Kenya: Kibaki Names Odinga Prime Minister in Large New Cabinet

14 April 2008


Nairobi — It's a deal.

President Mwai Kibaki named rival Raila Odinga as prime minister yesterday, implementing a power-sharing deal after protracted negotiations over the agreement they signed more than a month ago.

Mr Kibaki named a 40-member power-sharing cabinet ending weeks of deadlock that threatened the country's economic recovery after a deadly post-election crisis.

Mr Kibaki had on Saturday reached a deal in a secret meeting with his political rival Raila Omolo Odinga, whom he confirmed as prime minister to head the cabinet.

"I am today announcing the cabinet of the grand coalition government," Mr Kibaki said in a live televised speech alongside Mr Odinga.

"I want to thank you, my fellow Kenyans, for your tolerance and patience during this period... I'll do everything possible to ensure that our country Kenya is steered along the path of peace, unity and stability."

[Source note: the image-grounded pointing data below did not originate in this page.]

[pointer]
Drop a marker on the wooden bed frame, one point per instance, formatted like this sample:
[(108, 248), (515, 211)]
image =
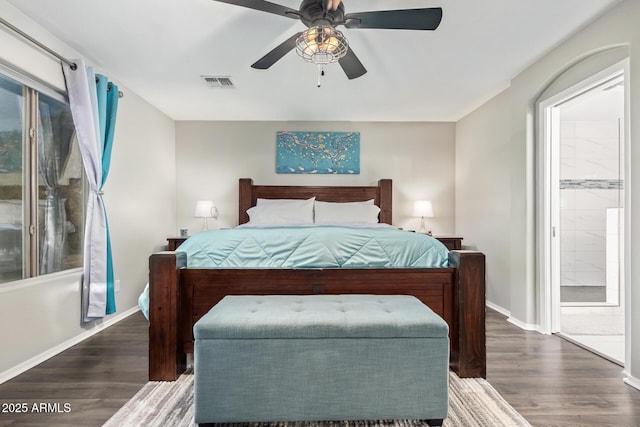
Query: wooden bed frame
[(179, 296)]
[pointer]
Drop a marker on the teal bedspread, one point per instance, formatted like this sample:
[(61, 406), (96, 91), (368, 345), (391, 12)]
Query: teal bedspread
[(310, 247), (313, 247)]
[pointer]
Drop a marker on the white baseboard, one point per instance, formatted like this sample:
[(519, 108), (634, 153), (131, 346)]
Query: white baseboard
[(525, 326), (512, 320), (498, 308), (632, 381), (36, 360)]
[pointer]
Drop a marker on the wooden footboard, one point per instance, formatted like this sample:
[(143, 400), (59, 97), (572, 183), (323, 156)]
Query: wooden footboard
[(180, 296)]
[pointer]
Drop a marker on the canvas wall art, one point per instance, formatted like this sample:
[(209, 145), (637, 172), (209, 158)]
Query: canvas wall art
[(318, 152)]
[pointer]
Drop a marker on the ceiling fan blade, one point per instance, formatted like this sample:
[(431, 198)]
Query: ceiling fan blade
[(351, 65), (277, 53), (407, 19), (265, 6)]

The naming of a coalition cabinet is central to a deal ending the east African nation's post-election crisis. At least 1,500 people died and about half a million displaced across the country of 36 million between January and February in what became the country's bloodiest episode independence in 1963. Many thousands have yet to return to their homes.

"Let us all work, and God will bless us, I am sure," said Mr Kibaki after naming the cabinet. Finance Minister Amos Kimunya retained his position in the new cabinet.

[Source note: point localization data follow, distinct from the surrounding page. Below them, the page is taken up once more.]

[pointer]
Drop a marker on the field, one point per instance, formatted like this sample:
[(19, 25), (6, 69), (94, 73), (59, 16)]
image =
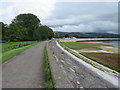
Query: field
[(10, 49), (104, 54)]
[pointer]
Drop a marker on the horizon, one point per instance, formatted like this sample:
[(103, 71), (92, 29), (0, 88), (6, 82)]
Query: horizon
[(64, 16)]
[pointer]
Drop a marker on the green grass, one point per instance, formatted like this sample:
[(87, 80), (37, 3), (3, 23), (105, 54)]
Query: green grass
[(81, 45), (11, 53), (49, 80), (13, 45)]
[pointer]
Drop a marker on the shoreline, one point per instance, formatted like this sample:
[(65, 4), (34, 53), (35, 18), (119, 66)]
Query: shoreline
[(87, 39)]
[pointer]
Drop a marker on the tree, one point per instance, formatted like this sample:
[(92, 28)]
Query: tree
[(16, 33), (29, 21), (4, 31)]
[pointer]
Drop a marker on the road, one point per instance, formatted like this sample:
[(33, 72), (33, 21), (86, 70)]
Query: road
[(78, 74), (25, 70)]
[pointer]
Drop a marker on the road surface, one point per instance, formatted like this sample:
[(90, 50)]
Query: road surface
[(25, 70), (78, 74)]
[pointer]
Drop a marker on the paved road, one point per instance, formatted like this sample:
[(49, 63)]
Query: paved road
[(25, 70), (79, 75)]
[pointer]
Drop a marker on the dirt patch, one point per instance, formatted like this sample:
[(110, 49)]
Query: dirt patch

Mr Kibaki also named Mr Musalia Mudavadi, Mr Odinga's number two in the Orange Democratic Movement as deputy prime minister. Also named as a deputy prime minister is Uhuru Kenyatta, an ally of Mr Kibaki and a son of Kenya's independence hero and first president Jomo Kenyatta.

The Cabinet posts are divided equally between Mr Kibaki's Party of National Unity (PNU) and allied parties, and the ODM, which is one of the key provisions in the power-sharing deal the President and Mr Odinga signed on February 28.

Mr Kibaki and Mr Odinga had said they would announce a new Cabinet on April 6, but they did not do so after failing to reach agreement on how to divide the cabinet.

Odinga's ODM party had suspended talks with Mr Kibaki on Tuesday, saying the President must first dissolve the Cabinet that existed then and share the posts equally.

They were expected to announce a new coalition government once Parliament passed laws to legalise the power-sharing deal in March.

But the rivals did not work out how to implement the accord, with both sides trying to secure the most powerful positions in a new cabinet.

Violence exploded after Mr Odinga accused Mr Kibaki, Kenya's longest-serving politician, of rigging his re-election at the December 27, 2007 vote that was Kenya's closest-ever presidential poll.

The electoral fight degenerated into ethnic killings and riots that shattered Kenya's image as a stable tourism and trade hub, with one of sub-Saharan Africa's most promising economies.

Mr Kibaki and Mr Odinga agreed in February to share power after weeks of deadly violence.

But they had to work out how to implement the accord, with both sides trying to secure the most powerful positions in a new cabinet.